In vitro and alternative systems-based models, such as the zebrafish and C. elegans, have been used in the developmental neurobiology field for some time. The significant change is not the models but the methods being applied to measure the endpoints of interest, such as high-content analysis and high-throughput systems (HTS).
HTS are being developed for detecting fluorescent signals and cellular morphology in cultured neurons and alternative systems-based models. Even behavioral analyses in C. elegans and zebrafish are being automated with the goal of increasing throughput. More recent is the development of microelectrode arrays, specialized culture systems in which microelectrodes are embedded in the substrate. As the neurons begin to form functional networks and communicate with each other, electronic signals are detected, decoded, and read as endpoints.

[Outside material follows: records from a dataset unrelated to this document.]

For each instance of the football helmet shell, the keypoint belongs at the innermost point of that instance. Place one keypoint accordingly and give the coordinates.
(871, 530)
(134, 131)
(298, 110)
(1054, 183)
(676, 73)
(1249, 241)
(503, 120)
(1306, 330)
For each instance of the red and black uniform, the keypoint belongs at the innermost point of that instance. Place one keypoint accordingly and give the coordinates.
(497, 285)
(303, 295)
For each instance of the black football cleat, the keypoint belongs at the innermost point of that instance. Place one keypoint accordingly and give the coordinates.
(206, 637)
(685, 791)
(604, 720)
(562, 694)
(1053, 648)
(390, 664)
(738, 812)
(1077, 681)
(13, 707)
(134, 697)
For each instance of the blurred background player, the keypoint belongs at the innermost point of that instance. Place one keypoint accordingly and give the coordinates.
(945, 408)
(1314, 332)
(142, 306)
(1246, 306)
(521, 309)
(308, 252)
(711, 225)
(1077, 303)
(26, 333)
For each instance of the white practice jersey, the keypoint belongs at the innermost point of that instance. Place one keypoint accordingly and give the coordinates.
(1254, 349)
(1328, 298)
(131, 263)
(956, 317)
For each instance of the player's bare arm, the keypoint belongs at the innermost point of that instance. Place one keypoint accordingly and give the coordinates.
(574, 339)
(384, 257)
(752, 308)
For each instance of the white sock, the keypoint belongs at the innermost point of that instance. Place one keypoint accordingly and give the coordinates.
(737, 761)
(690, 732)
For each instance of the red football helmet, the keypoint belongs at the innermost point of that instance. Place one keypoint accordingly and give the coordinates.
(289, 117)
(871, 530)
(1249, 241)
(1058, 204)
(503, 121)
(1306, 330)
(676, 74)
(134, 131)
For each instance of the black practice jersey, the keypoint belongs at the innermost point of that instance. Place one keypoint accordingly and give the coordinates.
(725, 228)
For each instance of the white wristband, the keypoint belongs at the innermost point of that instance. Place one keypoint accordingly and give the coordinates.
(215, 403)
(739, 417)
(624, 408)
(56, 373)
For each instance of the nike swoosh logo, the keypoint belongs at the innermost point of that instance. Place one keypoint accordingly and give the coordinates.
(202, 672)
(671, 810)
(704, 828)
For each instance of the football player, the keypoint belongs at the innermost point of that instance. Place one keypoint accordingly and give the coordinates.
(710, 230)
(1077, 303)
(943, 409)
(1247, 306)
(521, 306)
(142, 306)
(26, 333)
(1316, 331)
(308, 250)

By looking at multiple endpoints in the same model system, scientists hope to discover novel insights regarding potential mechanisms of action that will facilitate extrapolation across species, and will identify the most sensitive endpoint with respect to the chemical.
The goal is to use alternative models to rule out compounds early for adverse effects, but many variables cannot be taken into account with these approaches. Confirmation still needs to be accomplished in a whole-animal model.
“The molecular- and mechanistic-level understanding of how compounds cause developmental neurotoxicity is still a bit of a black box. Alternative cell- and systems-based models are a promising way forward,” concluded Dr. Lein.